Hello,
I've been trying TDB2 with compact. I have 2 TDB2 datasets in my
jena-fuseki. Both of them are being uploaded by 50 MBs every 5 minutes.
At the same time they are compacted hourly by the attached script.
At some point I start getting thse messages:
+ curl -i -XPOST 'localhost:8061/$/compact/pxmeta_hub_fed_prod'
% Total % Received % Xferd Average Speed Time Time
Time Current
Dload Upload Total Spent Left
Speed
0 0 0 0 0 0 0 0 --:--:-- --:--:--
--:--:-- 0
100 59 100 59 0 0 59000 0 --:--:-- --:--:--
--:--:-- 59000
HTTP/1.1 400 Bad Request
Date: Tue, 30 Mar 2021 23:54:47 GMT
Fuseki-Request-Id: 2706
Content-Type: text/plain;charset=utf-8
Cache-Control: must-revalidate,no-cache,no-store
Pragma: no-cache
Content-Length: 59
Async task request rejected - exceeds the limit of 4 tasks
After this the dataset in question doesn't any more return from queries
invoked in UI.
What is wrong now ?
Br, Jaana
Andy Seaborne kirjoitti 9.3.2021 19:58:
Hi Jaana,
On 09/03/2021 11:40, jaa...@kolumbus.fi wrote:
hello,
I've met the following problem with jena-fuseki (should I create bug
ticket ?):
We need to update jena-fuseki dataset every 5 minutes by a 50 Mbytes
ttl-file.
How many triples?
And is is new data to replace the old data or in addition to the
existing data?
This causes the memory consumption in the machine where jena-fuseki is
running to increase by gigas.
This was 1st detected with jena-fuseki 3.8 and later with jena-fuseki
3.17.
To be exact I executed blankdots/jena-fuseki:fuseki3.17.0 in a docker
container posting continously that ttl-file into the same dataset
(pxmeta_hub_fed_prod).
This is a TDB1 database?
TDB2 is better at this - the database still grows but there is a way
to compact the database live.
JENA-1987 exposes the compaction in Fuseki.

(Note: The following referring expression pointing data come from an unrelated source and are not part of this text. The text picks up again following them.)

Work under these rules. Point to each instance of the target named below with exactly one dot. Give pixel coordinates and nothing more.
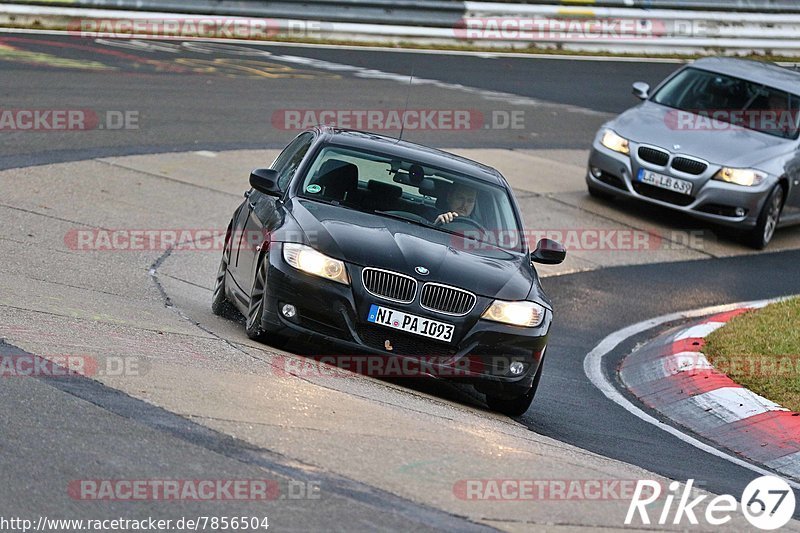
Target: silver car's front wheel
(768, 219)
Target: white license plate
(392, 318)
(665, 182)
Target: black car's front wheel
(768, 219)
(220, 305)
(255, 311)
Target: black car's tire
(768, 218)
(255, 311)
(597, 193)
(516, 405)
(254, 325)
(220, 305)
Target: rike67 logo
(768, 503)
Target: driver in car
(460, 201)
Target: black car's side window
(286, 164)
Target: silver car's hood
(716, 142)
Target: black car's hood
(383, 242)
(713, 141)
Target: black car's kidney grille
(653, 155)
(389, 285)
(403, 343)
(446, 299)
(690, 166)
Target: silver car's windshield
(386, 186)
(741, 103)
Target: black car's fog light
(288, 310)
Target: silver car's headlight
(740, 176)
(612, 141)
(315, 263)
(527, 314)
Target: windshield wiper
(394, 215)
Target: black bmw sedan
(395, 250)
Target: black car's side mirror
(549, 252)
(641, 90)
(265, 180)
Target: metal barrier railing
(514, 24)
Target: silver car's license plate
(417, 325)
(665, 182)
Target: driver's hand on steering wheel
(445, 218)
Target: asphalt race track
(214, 97)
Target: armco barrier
(490, 24)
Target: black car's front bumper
(481, 350)
(711, 200)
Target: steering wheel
(469, 222)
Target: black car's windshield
(421, 194)
(734, 101)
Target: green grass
(760, 350)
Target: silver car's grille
(652, 155)
(690, 166)
(446, 299)
(389, 285)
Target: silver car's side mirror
(641, 90)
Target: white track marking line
(699, 331)
(593, 367)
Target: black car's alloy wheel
(768, 219)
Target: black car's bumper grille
(653, 155)
(662, 194)
(690, 166)
(403, 343)
(610, 179)
(389, 285)
(446, 299)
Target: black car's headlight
(612, 141)
(312, 262)
(740, 176)
(526, 314)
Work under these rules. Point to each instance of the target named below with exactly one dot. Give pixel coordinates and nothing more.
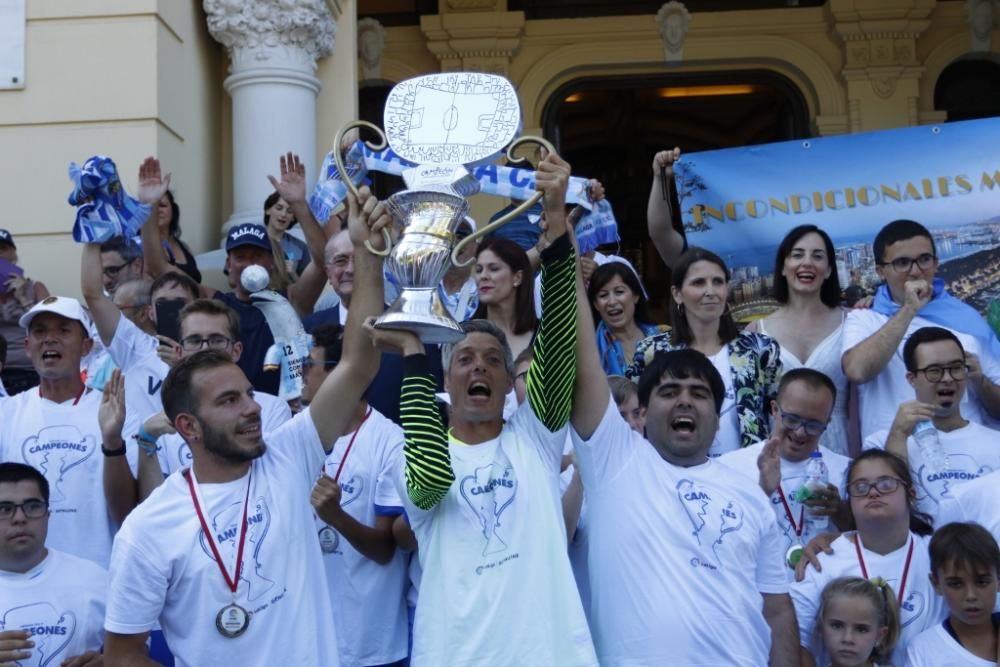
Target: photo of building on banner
(741, 202)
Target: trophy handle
(503, 220)
(338, 159)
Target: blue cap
(248, 234)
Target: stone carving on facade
(296, 32)
(371, 44)
(981, 16)
(673, 20)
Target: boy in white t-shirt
(51, 603)
(356, 503)
(800, 415)
(54, 428)
(224, 556)
(965, 571)
(910, 298)
(938, 371)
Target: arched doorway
(969, 88)
(609, 128)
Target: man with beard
(224, 554)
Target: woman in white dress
(809, 323)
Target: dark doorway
(610, 128)
(968, 89)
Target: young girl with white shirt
(859, 621)
(890, 543)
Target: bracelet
(146, 444)
(113, 452)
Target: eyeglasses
(214, 342)
(935, 373)
(793, 422)
(113, 271)
(33, 509)
(884, 485)
(904, 264)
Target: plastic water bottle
(817, 476)
(929, 444)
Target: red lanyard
(788, 512)
(350, 444)
(906, 565)
(233, 582)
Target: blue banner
(741, 202)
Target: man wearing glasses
(938, 371)
(910, 298)
(51, 603)
(799, 417)
(206, 324)
(121, 262)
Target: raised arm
(551, 374)
(340, 392)
(102, 309)
(867, 359)
(659, 211)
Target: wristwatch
(113, 452)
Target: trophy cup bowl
(442, 123)
(419, 261)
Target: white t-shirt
(175, 454)
(679, 557)
(497, 588)
(922, 607)
(134, 352)
(61, 601)
(880, 397)
(935, 647)
(369, 599)
(728, 437)
(973, 451)
(162, 568)
(976, 501)
(63, 442)
(793, 476)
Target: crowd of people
(570, 484)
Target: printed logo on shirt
(51, 630)
(226, 526)
(935, 485)
(714, 519)
(488, 493)
(56, 451)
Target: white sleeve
(129, 344)
(606, 453)
(772, 573)
(386, 494)
(876, 440)
(805, 596)
(548, 444)
(857, 328)
(137, 589)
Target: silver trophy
(443, 123)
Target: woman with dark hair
(890, 546)
(749, 363)
(278, 218)
(168, 222)
(618, 304)
(809, 323)
(506, 294)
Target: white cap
(66, 306)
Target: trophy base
(420, 310)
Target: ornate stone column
(273, 47)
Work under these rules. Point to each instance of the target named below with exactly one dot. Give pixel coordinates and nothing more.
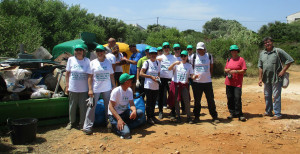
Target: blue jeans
(130, 124)
(275, 90)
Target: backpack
(194, 58)
(148, 65)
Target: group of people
(166, 79)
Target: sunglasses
(99, 50)
(79, 49)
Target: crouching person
(120, 116)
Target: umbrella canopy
(124, 49)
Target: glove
(90, 102)
(137, 84)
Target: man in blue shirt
(136, 55)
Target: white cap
(200, 45)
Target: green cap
(79, 46)
(124, 77)
(184, 52)
(165, 43)
(101, 47)
(189, 47)
(176, 46)
(153, 49)
(234, 47)
(148, 47)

https://jena.apache.org/documentation/tdb2/tdb2_admin.html
The database grows for two reasons: it allocates space in sparse files
in 8M chunks but the space does not count in du until actually used.
The space for deleted data is not fully recycled across transactions
because it may be in-use in a concurrent operation. (TDB1 would be
very difficult to do block ref counting; in TDB2 the solution is
compaction.)
Andy
see the output of command "du -h | sort -hr|head -30" below. attached
the shell-script that I was executing during the time period.
root@3d53dc3fdf8d:/#alias du3="du -h | sort -hr|head -30"
root@3d53dc3fdf8d:/# du3
9.0G .
8.5G ./data/fuseki/databases/pxmeta_hub_fed_prod
8.5G ./data/fuseki/databases
8.5G ./data/fuseki
8.5G ./data
root@3d53dc3fdf8d:/# date
Tue Mar 9 06:02:46 UTC 2021
root@3d53dc3fdf8d:/#
3.5G .
3.0G ./data/fuseki/databases/pxmeta_hub_fed_prod
3.0G ./data/fuseki/databases
3.0G ./data/fuseki
3.0G ./data
root@3d53dc3fdf8d:/# date
Tue Mar 9 05:28:09 UTC 2021
root@3d53dc3fdf8d:/#
Br, Jaana
#!/bin/sh
set -x
while :
do
sleep 1h
date=$(date)
handle_dataset()
{
echo "starting to compact" $date $1 >>log.txt
curl -i -XPOST localhost:3031/$/compact/$1
cd ~/jena/apache-jena-fuseki-3.17.0/run/databases/$1
count=$(ls |grep Data- | wc -l)
for FILE in Data-*; do
if [ $count -gt 1 ]
then
echo "deleting" $FILE >>log.txt
rm -rf $FILE
count=$(( count - 1))
fi
done
}
handle_dataset pxmeta_hub_fed
handle_dataset pxmeta_hub_fed_prod
done